The Isle of Man is considering introducing a food hygiene ratings system.
A comment period has been opened seeking views from the public, food business operators, and those working in industry on the proposal, which includes display of food hygiene ratings on premises, websites and social media platforms. Comments must be submitted by Nov. 26.
Introducing a Food Hygiene Rating Scheme (FHRS) in the Isle of Man would contribute to maintaining alignment with the United Kingdom on food safety and standards. This is essential for continued growth of the island’s food industry and trade with the UK and European Union, according to the Department of Environment, Food and Agriculture.
Public and business benefit
The UK FHRS was launched in 2010. Restaurants, takeaways, cafes, pubs, hotels, schools and other places where people eat or buy food are given a hygiene rating of between 0 for urgent improvement necessary and 5 for very good.
In Wales and Northern Ireland, businesses are legally required to display their food hygiene rating on the premises door or window. England is considering making that a mandatory requirement. In Scotland, firms do not have to display their Food Hygiene Information Scheme (FHIS) rating of “Pass” or “Improvement Required.”
The FHRS is designed so that businesses of any size can achieve the top rating by meeting legal requirements. It can also allow enforcement team resources to be directed to poorly performing companies.
“A FHRS is a key public health measure and an important commercial driver for businesses to achieve and maintain compliance with existing food hygiene law. It provides transparency to consumers about the hygiene standards in food outlets at the time of inspection and allows consumers to make informed choices about where they eat out or shop for food,” according to the consultation brief.
Introducing an FHRS in the Isle of Man would require new legislation a public comment period planned for late 2020 or early 2021. Current rules are the Food Hygiene Regulations of 2007.
Movement on mandatory display in England
In England, consumer group Which?, the Chartered Institute of Environmental Health, and the Local Government Association have said in the past they are in favor of a mandatory system. The Food Standards Agency also wants it, but this involves primary legislation and government approval is needed.

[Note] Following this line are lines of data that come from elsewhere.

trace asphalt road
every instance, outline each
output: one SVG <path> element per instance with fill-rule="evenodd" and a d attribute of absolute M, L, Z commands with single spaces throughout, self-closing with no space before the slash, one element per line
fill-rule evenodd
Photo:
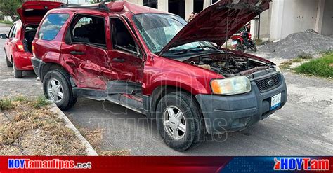
<path fill-rule="evenodd" d="M 0 25 L 0 33 L 8 27 Z M 0 40 L 3 48 L 4 40 Z M 0 51 L 0 98 L 15 95 L 42 95 L 33 72 L 13 78 Z M 333 81 L 284 73 L 288 87 L 286 105 L 248 129 L 221 137 L 185 152 L 167 147 L 155 121 L 109 102 L 79 99 L 65 112 L 79 127 L 103 129 L 102 149 L 130 150 L 133 155 L 333 155 Z"/>

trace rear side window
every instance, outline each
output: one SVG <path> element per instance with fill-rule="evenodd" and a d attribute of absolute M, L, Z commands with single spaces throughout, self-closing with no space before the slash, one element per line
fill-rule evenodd
<path fill-rule="evenodd" d="M 68 14 L 49 14 L 45 18 L 38 32 L 38 39 L 53 40 L 68 19 Z"/>

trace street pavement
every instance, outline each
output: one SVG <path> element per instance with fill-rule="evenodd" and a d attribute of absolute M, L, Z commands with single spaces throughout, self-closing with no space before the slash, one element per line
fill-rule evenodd
<path fill-rule="evenodd" d="M 8 33 L 0 24 L 0 33 Z M 4 48 L 4 39 L 0 40 Z M 1 48 L 2 49 L 2 48 Z M 0 51 L 0 98 L 42 95 L 33 71 L 15 79 Z M 288 102 L 273 115 L 242 132 L 221 137 L 185 152 L 166 146 L 156 123 L 145 116 L 107 102 L 84 98 L 65 114 L 79 128 L 100 130 L 103 150 L 129 150 L 133 155 L 333 155 L 333 81 L 284 72 Z"/>

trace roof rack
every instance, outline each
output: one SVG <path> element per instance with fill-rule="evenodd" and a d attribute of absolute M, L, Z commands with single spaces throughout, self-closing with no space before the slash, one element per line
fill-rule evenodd
<path fill-rule="evenodd" d="M 113 1 L 115 1 L 115 0 L 111 1 L 111 2 L 113 2 Z M 110 8 L 105 5 L 105 1 L 100 2 L 98 6 L 63 4 L 60 5 L 60 8 L 84 8 L 95 9 L 95 10 L 100 10 L 100 11 L 106 11 L 107 12 L 110 11 Z"/>

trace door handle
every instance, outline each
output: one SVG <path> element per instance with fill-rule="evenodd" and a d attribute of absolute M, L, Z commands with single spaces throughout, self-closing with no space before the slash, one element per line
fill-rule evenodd
<path fill-rule="evenodd" d="M 72 55 L 84 55 L 86 53 L 84 52 L 77 52 L 77 51 L 71 51 L 70 54 Z"/>
<path fill-rule="evenodd" d="M 116 57 L 112 59 L 113 62 L 125 62 L 125 59 L 122 58 L 122 57 Z"/>

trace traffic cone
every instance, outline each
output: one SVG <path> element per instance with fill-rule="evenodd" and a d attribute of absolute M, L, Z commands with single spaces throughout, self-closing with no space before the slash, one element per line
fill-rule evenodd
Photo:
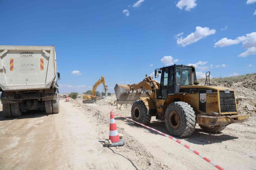
<path fill-rule="evenodd" d="M 109 138 L 105 141 L 104 145 L 108 147 L 122 146 L 125 144 L 125 140 L 120 139 L 117 126 L 115 121 L 113 110 L 110 112 L 110 123 L 109 125 Z"/>
<path fill-rule="evenodd" d="M 69 100 L 68 99 L 68 95 L 67 95 L 67 95 L 66 95 L 66 101 L 69 101 Z"/>
<path fill-rule="evenodd" d="M 120 139 L 119 138 L 118 132 L 117 131 L 117 126 L 115 121 L 114 114 L 112 112 L 110 113 L 110 123 L 109 125 L 109 139 L 113 143 L 119 142 Z"/>

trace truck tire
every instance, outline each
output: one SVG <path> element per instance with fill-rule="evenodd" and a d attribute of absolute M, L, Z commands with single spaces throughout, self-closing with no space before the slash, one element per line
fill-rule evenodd
<path fill-rule="evenodd" d="M 45 112 L 46 114 L 52 114 L 53 107 L 52 100 L 45 100 Z"/>
<path fill-rule="evenodd" d="M 177 137 L 191 135 L 195 128 L 195 114 L 190 105 L 178 101 L 170 103 L 165 110 L 164 121 L 171 134 Z"/>
<path fill-rule="evenodd" d="M 10 118 L 12 117 L 11 113 L 10 104 L 3 104 L 3 113 L 4 118 Z"/>
<path fill-rule="evenodd" d="M 200 128 L 205 132 L 209 132 L 210 133 L 217 133 L 225 129 L 226 126 L 215 126 L 213 128 L 209 128 L 206 126 L 204 126 L 201 124 L 199 124 Z"/>
<path fill-rule="evenodd" d="M 53 103 L 53 111 L 54 114 L 58 113 L 60 112 L 59 95 L 58 95 L 58 98 L 57 100 L 52 100 Z"/>
<path fill-rule="evenodd" d="M 151 117 L 147 114 L 147 108 L 141 100 L 134 102 L 131 107 L 131 118 L 133 120 L 147 125 L 150 122 Z M 139 124 L 135 123 L 137 125 Z"/>
<path fill-rule="evenodd" d="M 19 105 L 19 103 L 11 104 L 11 112 L 13 118 L 18 118 L 21 116 L 21 111 L 20 110 Z"/>

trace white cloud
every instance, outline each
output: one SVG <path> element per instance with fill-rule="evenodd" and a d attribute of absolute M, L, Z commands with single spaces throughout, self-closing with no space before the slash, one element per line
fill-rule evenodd
<path fill-rule="evenodd" d="M 132 7 L 135 8 L 138 7 L 141 5 L 141 3 L 144 2 L 144 0 L 139 0 L 137 2 L 134 3 Z"/>
<path fill-rule="evenodd" d="M 207 66 L 203 66 L 203 65 L 206 64 L 208 62 L 208 61 L 200 61 L 194 64 L 190 63 L 188 64 L 188 66 L 191 66 L 192 65 L 194 66 L 195 68 L 199 70 L 205 70 L 208 69 L 209 67 Z"/>
<path fill-rule="evenodd" d="M 247 5 L 250 4 L 251 3 L 253 3 L 256 2 L 256 0 L 247 0 L 246 2 L 246 3 Z"/>
<path fill-rule="evenodd" d="M 234 76 L 239 76 L 239 74 L 237 73 L 233 73 L 233 74 L 230 74 L 228 76 L 231 77 L 233 77 Z"/>
<path fill-rule="evenodd" d="M 58 84 L 58 85 L 60 88 L 60 93 L 61 94 L 70 92 L 77 92 L 82 93 L 87 90 L 91 90 L 92 88 L 91 86 L 84 85 L 74 86 L 63 84 Z"/>
<path fill-rule="evenodd" d="M 185 47 L 190 44 L 196 42 L 203 38 L 206 37 L 210 35 L 214 34 L 216 33 L 216 30 L 214 29 L 210 30 L 208 27 L 195 27 L 195 31 L 192 32 L 184 39 L 182 37 L 177 40 L 177 44 L 181 45 L 182 47 Z"/>
<path fill-rule="evenodd" d="M 174 60 L 173 58 L 171 56 L 164 56 L 161 59 L 161 62 L 165 64 L 165 66 L 171 66 L 178 61 L 178 59 Z"/>
<path fill-rule="evenodd" d="M 247 49 L 238 57 L 245 57 L 249 55 L 256 54 L 256 32 L 247 34 L 246 36 L 238 37 L 235 40 L 223 38 L 214 44 L 214 47 L 223 47 L 242 42 L 242 47 Z"/>
<path fill-rule="evenodd" d="M 124 10 L 123 11 L 123 13 L 124 13 L 127 17 L 128 17 L 129 15 L 130 15 L 130 12 L 128 9 Z"/>
<path fill-rule="evenodd" d="M 82 73 L 80 72 L 80 71 L 78 70 L 74 70 L 71 72 L 71 73 L 72 74 L 76 75 L 77 76 L 82 75 Z"/>
<path fill-rule="evenodd" d="M 195 1 L 196 0 L 180 0 L 176 4 L 176 7 L 180 8 L 180 10 L 186 7 L 185 10 L 190 11 L 190 9 L 194 8 L 196 6 Z"/>
<path fill-rule="evenodd" d="M 225 27 L 225 28 L 221 28 L 221 29 L 220 29 L 220 30 L 221 30 L 221 31 L 223 30 L 226 30 L 227 29 L 228 26 L 226 26 L 226 27 Z"/>
<path fill-rule="evenodd" d="M 178 37 L 180 37 L 180 36 L 182 36 L 182 35 L 183 35 L 183 33 L 184 33 L 184 32 L 181 32 L 180 33 L 179 33 L 177 34 L 177 35 L 175 35 L 174 36 L 173 36 L 173 37 L 175 37 L 175 38 L 176 38 L 176 39 L 177 39 L 177 38 L 178 38 Z"/>

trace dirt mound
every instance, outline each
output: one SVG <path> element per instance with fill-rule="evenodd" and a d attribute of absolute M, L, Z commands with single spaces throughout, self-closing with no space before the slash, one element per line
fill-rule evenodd
<path fill-rule="evenodd" d="M 108 104 L 112 105 L 116 102 L 116 100 L 117 98 L 116 96 L 112 96 L 106 97 L 103 99 L 97 100 L 95 102 L 95 103 L 100 106 L 107 105 Z"/>

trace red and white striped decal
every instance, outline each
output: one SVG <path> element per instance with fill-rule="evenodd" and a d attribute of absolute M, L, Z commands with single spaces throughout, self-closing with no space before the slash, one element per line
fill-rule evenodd
<path fill-rule="evenodd" d="M 166 134 L 165 133 L 162 133 L 160 131 L 158 131 L 157 130 L 156 130 L 154 129 L 153 129 L 150 127 L 149 127 L 147 126 L 146 126 L 146 125 L 145 125 L 143 124 L 140 123 L 138 122 L 136 122 L 134 120 L 132 120 L 131 119 L 129 119 L 128 118 L 127 118 L 126 117 L 125 117 L 124 116 L 123 116 L 122 115 L 120 115 L 120 114 L 119 114 L 117 113 L 115 113 L 113 112 L 113 110 L 111 110 L 110 112 L 110 114 L 116 114 L 117 115 L 118 115 L 121 117 L 122 117 L 123 118 L 125 118 L 126 119 L 128 119 L 129 120 L 130 120 L 131 121 L 132 121 L 135 123 L 138 123 L 142 126 L 143 126 L 145 128 L 147 128 L 148 129 L 151 129 L 152 130 L 153 130 L 155 132 L 156 132 L 157 133 L 159 133 L 166 137 L 167 138 L 169 138 L 171 139 L 172 139 L 173 140 L 174 140 L 176 142 L 180 143 L 181 145 L 182 145 L 182 146 L 184 147 L 185 148 L 186 148 L 187 149 L 189 149 L 191 151 L 192 151 L 194 153 L 196 154 L 197 155 L 200 157 L 202 158 L 203 158 L 203 159 L 204 159 L 205 160 L 207 161 L 210 164 L 211 164 L 211 165 L 213 166 L 214 167 L 217 168 L 217 169 L 219 170 L 224 170 L 224 169 L 222 168 L 215 163 L 213 162 L 212 161 L 211 161 L 211 160 L 207 158 L 206 157 L 205 157 L 202 154 L 198 152 L 195 150 L 194 149 L 193 149 L 192 148 L 190 147 L 189 146 L 187 145 L 186 144 L 185 144 L 183 142 L 181 142 L 180 140 L 179 140 L 179 139 L 177 139 L 175 138 L 174 138 L 171 136 L 170 136 L 170 135 L 168 135 L 168 134 Z"/>

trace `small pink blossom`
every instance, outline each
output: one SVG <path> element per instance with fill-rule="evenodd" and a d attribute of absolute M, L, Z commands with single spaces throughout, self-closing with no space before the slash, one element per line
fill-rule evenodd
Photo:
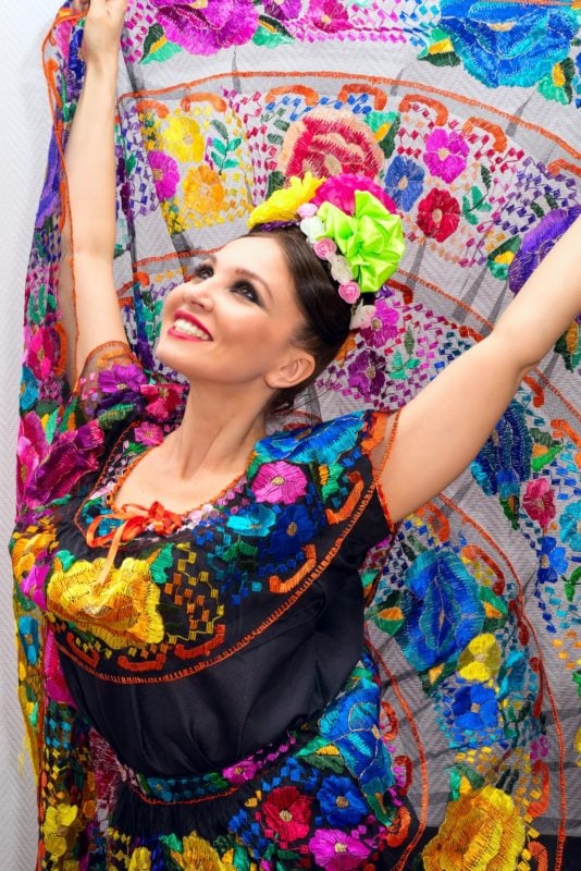
<path fill-rule="evenodd" d="M 317 257 L 320 257 L 321 260 L 330 260 L 331 257 L 334 254 L 336 254 L 337 246 L 335 245 L 332 238 L 329 238 L 329 236 L 324 236 L 323 238 L 320 238 L 314 243 L 312 249 L 317 255 Z"/>
<path fill-rule="evenodd" d="M 222 775 L 231 783 L 246 783 L 251 781 L 259 769 L 258 763 L 252 758 L 243 759 L 242 762 L 236 762 L 235 765 L 222 771 Z"/>
<path fill-rule="evenodd" d="M 367 844 L 338 829 L 320 829 L 309 841 L 309 849 L 326 871 L 353 871 L 371 852 Z"/>
<path fill-rule="evenodd" d="M 157 424 L 150 424 L 148 420 L 144 420 L 143 424 L 139 424 L 138 427 L 135 427 L 134 436 L 135 440 L 140 444 L 147 444 L 150 446 L 161 444 L 163 441 L 162 428 L 158 427 Z"/>
<path fill-rule="evenodd" d="M 379 199 L 385 206 L 387 211 L 392 214 L 397 214 L 397 206 L 394 200 L 387 196 L 383 187 L 375 184 L 372 179 L 367 175 L 358 175 L 353 172 L 343 172 L 339 175 L 333 175 L 327 179 L 318 189 L 312 198 L 316 206 L 322 206 L 323 203 L 331 203 L 341 209 L 346 214 L 355 214 L 355 194 L 357 191 L 367 191 L 369 194 Z"/>
<path fill-rule="evenodd" d="M 536 478 L 529 481 L 522 507 L 532 520 L 537 520 L 543 529 L 546 529 L 551 520 L 555 517 L 555 494 L 546 478 Z"/>
<path fill-rule="evenodd" d="M 432 173 L 445 182 L 453 182 L 466 169 L 467 143 L 454 131 L 436 127 L 425 140 L 423 159 Z"/>
<path fill-rule="evenodd" d="M 339 284 L 338 294 L 342 299 L 353 305 L 359 299 L 359 285 L 356 281 L 345 281 L 343 284 Z"/>
<path fill-rule="evenodd" d="M 298 467 L 280 459 L 260 467 L 252 483 L 258 502 L 284 502 L 290 505 L 307 491 L 307 478 Z"/>

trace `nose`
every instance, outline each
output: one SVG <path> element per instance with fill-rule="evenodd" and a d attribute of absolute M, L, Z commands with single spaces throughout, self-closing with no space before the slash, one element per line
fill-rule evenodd
<path fill-rule="evenodd" d="M 186 281 L 183 285 L 183 297 L 186 305 L 198 306 L 209 311 L 213 306 L 211 287 L 208 281 Z"/>

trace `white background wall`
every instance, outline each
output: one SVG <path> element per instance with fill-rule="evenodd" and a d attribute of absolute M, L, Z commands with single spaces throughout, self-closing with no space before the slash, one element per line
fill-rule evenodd
<path fill-rule="evenodd" d="M 0 869 L 32 871 L 36 813 L 23 759 L 7 542 L 14 517 L 24 278 L 42 184 L 50 114 L 40 44 L 59 0 L 0 0 Z"/>

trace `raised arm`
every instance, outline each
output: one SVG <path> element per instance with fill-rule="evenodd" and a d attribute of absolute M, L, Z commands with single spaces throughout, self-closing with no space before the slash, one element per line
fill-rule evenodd
<path fill-rule="evenodd" d="M 69 210 L 62 234 L 59 300 L 66 372 L 74 384 L 92 348 L 125 342 L 113 283 L 114 121 L 119 40 L 127 0 L 75 0 L 89 9 L 83 39 L 86 74 L 65 150 Z"/>
<path fill-rule="evenodd" d="M 493 332 L 401 412 L 382 487 L 399 520 L 471 463 L 524 375 L 581 310 L 581 218 L 537 267 Z"/>

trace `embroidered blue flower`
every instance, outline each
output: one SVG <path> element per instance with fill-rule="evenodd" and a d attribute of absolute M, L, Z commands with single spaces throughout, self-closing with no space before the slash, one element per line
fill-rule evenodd
<path fill-rule="evenodd" d="M 557 539 L 546 536 L 541 545 L 541 557 L 539 568 L 540 584 L 555 584 L 559 575 L 567 572 L 567 559 L 565 548 L 557 548 Z"/>
<path fill-rule="evenodd" d="M 527 87 L 568 56 L 578 21 L 565 4 L 442 0 L 440 26 L 479 82 Z"/>
<path fill-rule="evenodd" d="M 409 211 L 423 191 L 424 171 L 409 157 L 397 155 L 385 173 L 385 189 L 401 209 Z"/>
<path fill-rule="evenodd" d="M 524 413 L 514 402 L 470 468 L 487 495 L 498 493 L 502 500 L 508 500 L 519 495 L 522 481 L 530 477 L 531 453 L 532 441 Z"/>
<path fill-rule="evenodd" d="M 567 505 L 560 519 L 560 540 L 571 550 L 581 551 L 581 501 Z"/>
<path fill-rule="evenodd" d="M 409 567 L 396 635 L 404 655 L 419 672 L 458 655 L 484 622 L 478 585 L 453 552 L 424 551 Z"/>
<path fill-rule="evenodd" d="M 325 817 L 325 823 L 331 825 L 357 825 L 363 813 L 369 810 L 353 781 L 333 774 L 325 778 L 317 798 Z"/>

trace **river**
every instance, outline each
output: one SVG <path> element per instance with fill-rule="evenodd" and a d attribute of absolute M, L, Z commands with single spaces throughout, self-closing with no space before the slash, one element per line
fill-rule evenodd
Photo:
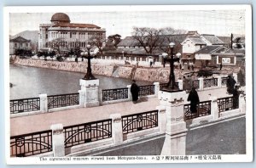
<path fill-rule="evenodd" d="M 78 92 L 80 89 L 79 79 L 84 73 L 69 72 L 52 69 L 20 66 L 10 64 L 9 82 L 10 99 L 38 97 L 40 93 L 47 95 Z M 100 80 L 100 88 L 111 89 L 126 87 L 131 83 L 130 79 L 95 76 Z M 138 85 L 148 85 L 148 81 L 137 81 Z"/>

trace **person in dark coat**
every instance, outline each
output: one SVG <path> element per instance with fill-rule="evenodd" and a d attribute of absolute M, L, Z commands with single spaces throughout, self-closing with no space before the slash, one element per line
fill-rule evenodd
<path fill-rule="evenodd" d="M 140 88 L 136 84 L 135 80 L 132 81 L 132 84 L 131 86 L 131 92 L 132 97 L 132 102 L 135 103 L 138 99 L 138 92 L 140 91 Z"/>
<path fill-rule="evenodd" d="M 234 92 L 233 92 L 233 109 L 238 109 L 239 107 L 239 91 L 238 86 L 236 86 Z"/>
<path fill-rule="evenodd" d="M 190 101 L 191 113 L 195 114 L 197 111 L 196 107 L 197 107 L 197 104 L 199 103 L 199 97 L 195 87 L 192 87 L 191 91 L 189 92 L 188 101 Z"/>
<path fill-rule="evenodd" d="M 227 91 L 229 94 L 233 94 L 235 84 L 236 81 L 231 77 L 231 76 L 228 76 L 227 79 Z"/>

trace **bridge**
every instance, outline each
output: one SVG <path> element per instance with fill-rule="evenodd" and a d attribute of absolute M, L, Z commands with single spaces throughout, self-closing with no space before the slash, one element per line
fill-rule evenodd
<path fill-rule="evenodd" d="M 244 116 L 244 95 L 239 98 L 239 106 L 235 107 L 231 95 L 226 93 L 223 79 L 207 81 L 203 79 L 193 83 L 197 85 L 201 100 L 198 111 L 191 114 L 186 101 L 188 93 L 183 92 L 182 109 L 177 110 L 182 118 L 177 118 L 173 113 L 169 114 L 171 111 L 160 105 L 163 104 L 160 98 L 162 85 L 159 83 L 153 87 L 141 87 L 140 100 L 137 104 L 129 101 L 131 92 L 126 88 L 100 91 L 101 105 L 90 108 L 80 106 L 81 98 L 77 95 L 81 92 L 72 95 L 41 95 L 39 100 L 38 98 L 32 98 L 32 102 L 35 99 L 39 104 L 32 109 L 29 98 L 11 100 L 11 156 L 105 154 L 106 151 L 102 150 L 113 151 L 125 145 L 166 139 L 165 132 L 168 130 L 169 122 L 181 124 L 180 121 L 184 120 L 189 131 L 219 120 Z M 182 83 L 177 81 L 177 84 L 181 88 Z M 109 92 L 103 96 L 104 92 Z M 63 98 L 65 104 L 60 101 Z M 72 103 L 70 100 L 75 101 Z M 63 104 L 67 104 L 67 107 L 62 107 Z M 19 109 L 22 105 L 25 108 Z M 57 140 L 60 136 L 61 142 Z M 183 140 L 178 141 L 183 144 Z M 55 145 L 61 146 L 62 149 L 55 151 Z M 166 148 L 163 146 L 165 144 L 162 148 Z"/>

This past week there was a debate in the House of Lords on the estimated cost to the taxpayer of requiring businesses in England to display the food hygiene rating score at the entrance to premises
James Bethell, Parliamentary Under Secretary of State at the Department of Health and Social Care and a Conservative Peer, said there would be some “minimal” cost to the taxpayer but “significant benefit” in terms of improved food safety.
Bethell said he could not commit to a date for mandatory display but there was “warmth” toward the idea and that there will be “decisions and movement” in the near future.